Clamaba San Juan Pablo II cuando visitó nuestra Patria. ¿Cómo hacerlo? El Santo
Padre Francisco nos enseñó a rezar viendo nuestras manos… ¡No se preocupen! ¡No
he cambiado el sacerdocio por la quiromancia! Sino que se trata de destacar un orden en la
plegaria, tal como ordenados están los dedos de nuestra mano:
“El pulgar: es el más cercano a ti. Así que
empieza orando por quienes están más cerca de ti. Son las personas más fáciles
de recordar. Orar por nuestros seres queridos es “una dulce obligación”.
“El siguiente es el índice: Orar por
quienes enseñan, instruyen y sanan. Esto incluye a los maestros, profesores,
médicos y sacerdotes. Ellos necesitan apoyo y sabiduría para indicar la
dirección correcta a los demás”. ¡Esto incluye a vuestros padres y abuelos, por
cierto!
El siguiente dedo es el más alto. Nos recuerda
a nuestros líderes. Estas personas dirigen los destinos de nuestra Patria y
guían a la opinión pública. Necesitan la guía de Dios.
El cuarto dedo es nuestro dedo anular: Aunque
a muchos les sorprenda, es nuestro dedo
más débil, bien lo saben los pianistas. Debe recordarnos orar por los más
débiles de día y de noche. Nunca será demasiado lo que oremos por ellos.

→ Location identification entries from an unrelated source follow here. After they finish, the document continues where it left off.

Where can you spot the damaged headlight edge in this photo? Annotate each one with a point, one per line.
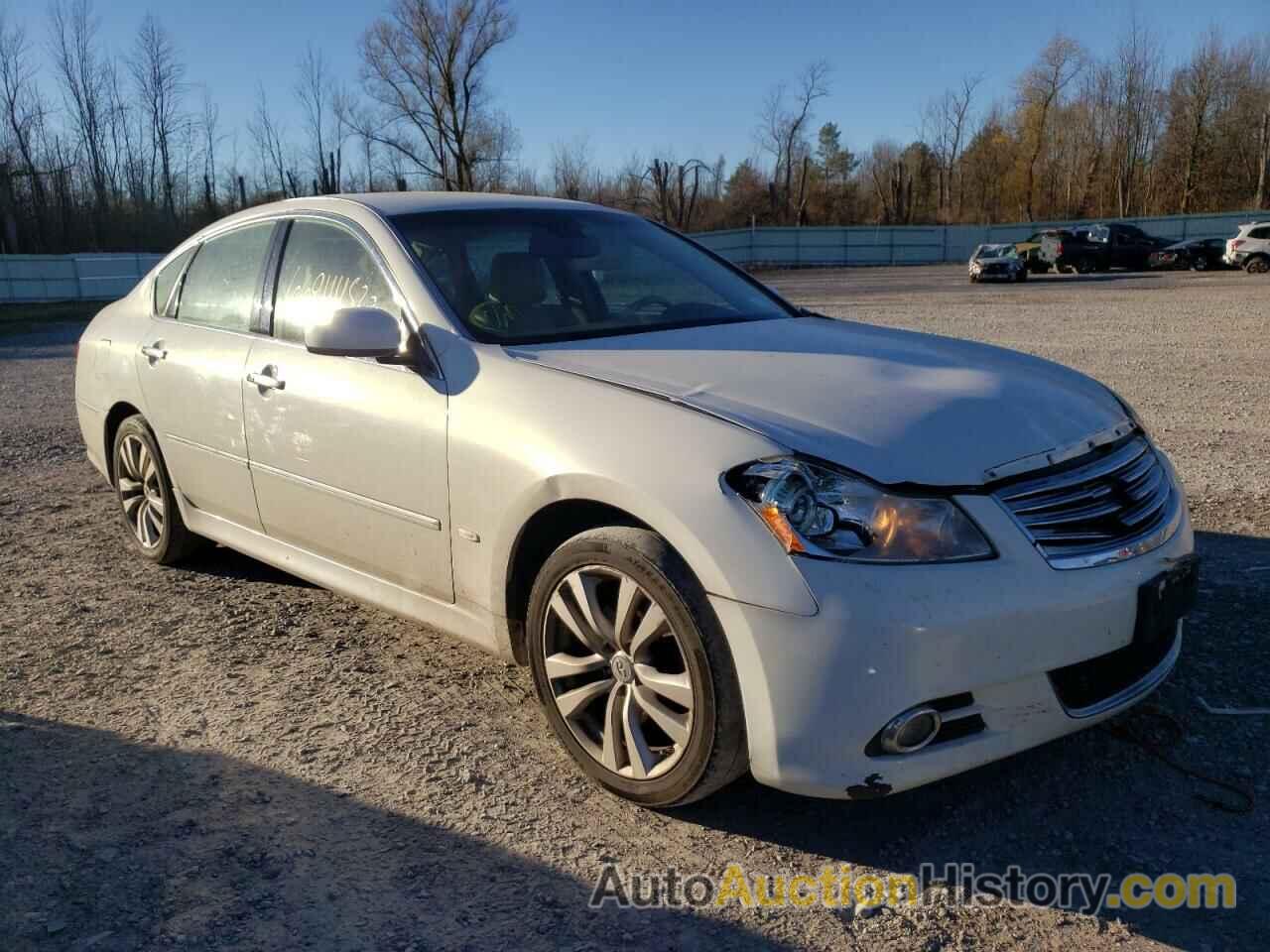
(820, 512)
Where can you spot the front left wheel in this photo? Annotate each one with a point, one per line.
(633, 670)
(146, 499)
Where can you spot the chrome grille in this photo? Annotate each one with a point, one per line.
(1111, 504)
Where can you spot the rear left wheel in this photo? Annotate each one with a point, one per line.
(633, 670)
(146, 499)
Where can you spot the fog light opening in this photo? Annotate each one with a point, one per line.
(911, 730)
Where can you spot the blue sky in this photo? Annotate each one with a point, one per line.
(690, 75)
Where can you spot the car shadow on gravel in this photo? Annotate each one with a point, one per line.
(109, 844)
(223, 562)
(1097, 801)
(1096, 278)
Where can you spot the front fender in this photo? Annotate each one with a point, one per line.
(524, 436)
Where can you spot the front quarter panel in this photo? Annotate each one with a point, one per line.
(522, 436)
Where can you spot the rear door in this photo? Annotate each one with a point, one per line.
(190, 368)
(348, 454)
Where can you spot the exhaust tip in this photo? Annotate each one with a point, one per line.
(912, 730)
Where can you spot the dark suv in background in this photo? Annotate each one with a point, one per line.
(1098, 248)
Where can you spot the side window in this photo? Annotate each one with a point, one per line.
(221, 282)
(324, 268)
(167, 282)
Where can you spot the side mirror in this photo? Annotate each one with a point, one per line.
(356, 331)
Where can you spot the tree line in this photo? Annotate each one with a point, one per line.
(122, 150)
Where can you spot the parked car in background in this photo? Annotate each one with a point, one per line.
(1198, 254)
(997, 263)
(1098, 248)
(1250, 249)
(721, 534)
(1030, 250)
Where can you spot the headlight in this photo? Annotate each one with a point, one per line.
(818, 512)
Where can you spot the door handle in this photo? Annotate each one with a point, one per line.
(264, 381)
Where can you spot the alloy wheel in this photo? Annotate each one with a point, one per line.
(140, 490)
(617, 671)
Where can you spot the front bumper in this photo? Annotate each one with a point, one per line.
(817, 689)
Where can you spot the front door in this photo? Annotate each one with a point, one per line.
(190, 367)
(348, 454)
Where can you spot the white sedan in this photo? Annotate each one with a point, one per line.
(722, 534)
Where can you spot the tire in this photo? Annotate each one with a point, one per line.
(684, 648)
(148, 506)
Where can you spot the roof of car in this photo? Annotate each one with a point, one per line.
(408, 202)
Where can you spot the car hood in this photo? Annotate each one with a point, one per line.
(893, 405)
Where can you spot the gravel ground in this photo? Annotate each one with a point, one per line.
(225, 757)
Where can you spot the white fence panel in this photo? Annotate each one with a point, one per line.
(103, 277)
(922, 244)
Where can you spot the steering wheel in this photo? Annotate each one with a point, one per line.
(648, 301)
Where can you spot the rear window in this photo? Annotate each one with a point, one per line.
(167, 282)
(221, 284)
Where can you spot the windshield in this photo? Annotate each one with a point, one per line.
(526, 276)
(996, 252)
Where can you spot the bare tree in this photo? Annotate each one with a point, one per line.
(160, 82)
(268, 135)
(24, 113)
(948, 123)
(571, 168)
(209, 126)
(86, 80)
(1138, 111)
(675, 189)
(784, 121)
(317, 94)
(426, 64)
(1039, 90)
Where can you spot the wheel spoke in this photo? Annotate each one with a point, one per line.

También debe invitarnos a orar por los matrimonios amigos. ¡También por mí, que
aunque no uso anillo, visto sotana, y por mujer tengo la Iglesia que es fiel
para toda la vida!
“Por último, está nuestro dedo meñique: El más pequeño de todos los dedos, que es como debemos
vernos ante Dios y los demás. Como dice la Biblia: “Los últimos serán los primeros”. Tu meñique debe recordarte orar
por ti”. Esto tiene gran importancia, porque la mirada que uno se hace suele
ser distorsionada, a veces una persona delgada se ve gordísima, pero a mí,
curiosamente, me pasa –exactamente- lo
opuesto: los demás me ven con un ligero sobrepeso, pero yo me veo delgado…En
fin, más allá de esta nota, lo que importa es que ambos sepan saber perdonarse
a tiempo, esto es, que la caída del sol no los encuentre mutuamente
disgustados. El ejercicio de las virtudes en la vida como esposos nunca puede
marginar tres palabras: perdón, gracias y
puedo. ¡Quien en la intimidad de la vida familiar pide permiso no se rebaja a sí mismo sino que,
más bien, manifiesta respeto y reconoce eficazmente
a quien ama de verdad!
El Santo Patrono de los abogados, San
Ivo de Treguier, escribió doce consejos para sus colegas, dos de los cuales hoy
se casan: “El abogado debe amar la
justicia y la honradez tanto como la pupila de sus ojos” Los principales
requisitos de un abogado son: sabiduría, estudio, diligencia, verdad, fidelidad
y sentido de la justicia”. Aunque algunos lo coloquen en duda y se puedan
sorprender: ¡Hay abogados que han sido canonizados! ¡Y no son pocos! ¡Tampoco
demasiados! A partir de este día confiamos que el Señor les dará las gracias
suficientes para que, dóciles al camino de santidad que les invita a recorrer
como esposos alcancen a escuchar mutuamente: ¡Seréis bienaventurados! Amén.